Lesson Learned: Regime Pivot Safety Gates (Dec 12, 2025)

ID: ll_016 Date: December 12, 2025 Severity: HIGH Category: Safety, Risk Management, RL, Sentiment Analysis Impact: Proactive prevention of future failures

Executive Summary

External review identified critical safety gaps. This lesson documents the regime pivot implementing 4 critical safety enhancements to prevent future failures.

The Gap Identified

External Analysis Findings

Issue	Risk	Fix
Single-point RL failure	One bad model = bad trade	Cap RL at 10%
LLM sentiment noise	Hallucinated signals	VADER + cosine sim veto
Edge fade undetected	Trading losing strategy	14d rolling EV alert
No crash stress testing	Unknown bear market behavior	2008/2020 replay

Why This Matters

On Dec 11, a syntax error caused 0 trades. But there are subtler failures:

Gradual edge fade: Strategy slowly becomes unprofitable over 2 weeks
Model hallucination: LLM confidently gives wrong signal
Regime change: Market shifts, strategy doesn’t adapt
Crash vulnerability: System untested in extreme conditions

The Fix

1. RL Weight Cap (10%)

File: src/agents/rl_agent.py

# Dec 12, 2025: CEO directive - RL outputs capped at 10% total influence
rl_total_weight = float(os.getenv("RL_TOTAL_WEIGHT", "0.10"))
heuristic_weight = float(os.getenv("RL_HEURISTIC_WEIGHT", "0.40")) * rl_total_weight
transformer_weight = float(os.getenv("RL_TRANSFORMER_WEIGHT", "0.45")) * rl_total_weight
disco_weight = float(os.getenv("RL_DISCO_WEIGHT", "0.15")) * rl_total_weight

Rationale: If RL gives bad signal, 90% of decision still comes from momentum/rules.

2. Sentiment Fact-Check

File: src/utils/sentiment.py

def fact_check_sentiment(llm_sentiment, raw_text, threshold=0.7):
    """
    VADER + cosine similarity veto.
    If LLM and VADER disagree (sim < 0.7 or opposite direction), VETO.
    """
    vader_score = compute_lexical_sentiment(raw_text)
    sim = cosine_similarity(llm_vec, vader_vec)
    same_direction = (llm_sentiment >= 0 and vader_score >= 0) or (...)
    accepted = sim >= threshold and same_direction

Rationale: LLMs can hallucinate. VADER is deterministic baseline.

3. EV Drift Alert

File: scripts/shadow_live.py

# Check rolling 14-day EV
python3 scripts/shadow_live.py --ev-check

# If EV < 0, trading auto-halts
# Clear halt after manual review
python3 scripts/shadow_live.py --clear-halt

Rationale: Catches edge fade before it destroys capital.

4. Crash Replay Scenarios

File: config/backtest_scenarios.yaml

New scenarios with 95% survival gate:

crash_2008_lehman: Sep-Nov 2008
crash_2008_bottom: Jan-Mar 2009
crash_2020_covid_march: Feb 19 - Mar 23, 2020
crash_2022_fed_tightening: Jan-Oct 2022

Rationale: If system can’t survive historic crashes, don’t deploy live.

Verification Tests

Test 1: RL Weight Cap

def test_ll_016_rl_weight_capped():
    """RL influence must be <= 10%."""
    import os
    rl_weight = float(os.getenv("RL_TOTAL_WEIGHT", "0.10"))
    assert rl_weight <= 0.15, f"REGRESSION ll_016: RL weight {rl_weight} > 15%"

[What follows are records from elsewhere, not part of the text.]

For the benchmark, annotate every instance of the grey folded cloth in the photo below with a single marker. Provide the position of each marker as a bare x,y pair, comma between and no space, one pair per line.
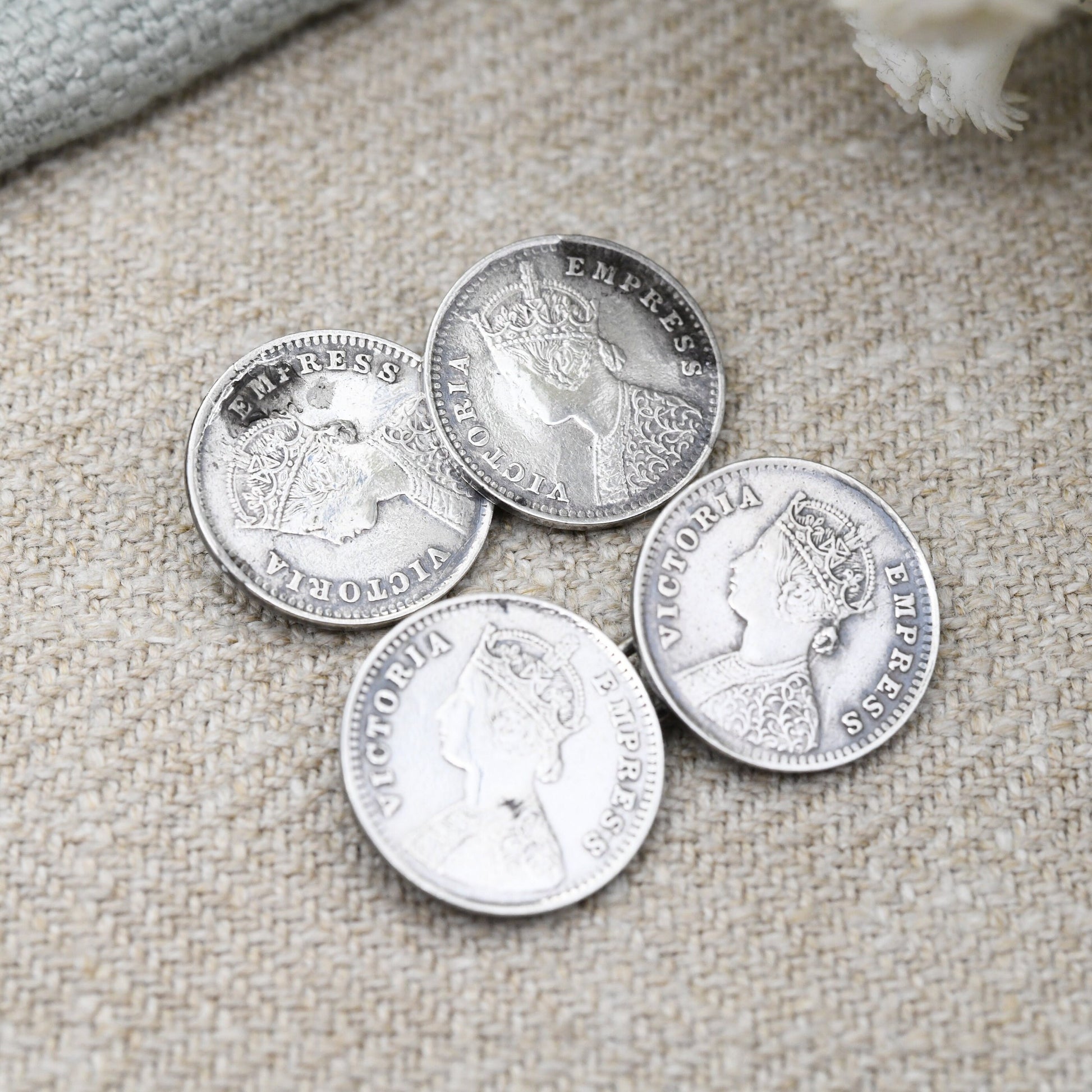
69,67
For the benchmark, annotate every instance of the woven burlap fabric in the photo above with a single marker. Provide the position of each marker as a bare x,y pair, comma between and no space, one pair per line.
187,900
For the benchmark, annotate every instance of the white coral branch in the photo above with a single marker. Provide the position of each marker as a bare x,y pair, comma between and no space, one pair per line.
949,59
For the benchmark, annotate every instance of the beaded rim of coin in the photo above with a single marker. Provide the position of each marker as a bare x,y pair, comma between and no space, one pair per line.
894,719
368,813
232,567
541,512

Test 2: Sentiment Fact-Check Catches Disagreement

def test_ll_016_sentiment_fact_check_veto():
    """Sentiment fact-check must veto on LLM/VADER disagreement."""
    from src.utils.sentiment import fact_check_sentiment

    # LLM says positive, but text is negative
    result = fact_check_sentiment(
        llm_sentiment=0.8,  # Very positive
        raw_text="The stock crashed horribly. Investors lost millions."
    )

    assert not result["accepted"], "REGRESSION ll_016: Should veto on disagreement"

Test 3: EV Drift Alert Halts Trading

def test_ll_016_ev_drift_halts_on_negative():
    """EV drift must halt trading when rolling EV < 0."""
    from scripts.shadow_live import EVDriftTracker

    tracker = EVDriftTracker(halt_threshold=0.0)
    # If rolling EV is negative, should_halt must be True

Test 4: Crash Replay Survival Gate

def test_ll_016_crash_scenarios_have_survival_gate():
    """Crash replay scenarios must have 95% survival gate."""
    import yaml

    with open("config/backtest_scenarios.yaml") as f:
        config = yaml.safe_load(f)

    crash_scenarios = [s for s in config["scenarios"] if s["name"].startswith("crash_")]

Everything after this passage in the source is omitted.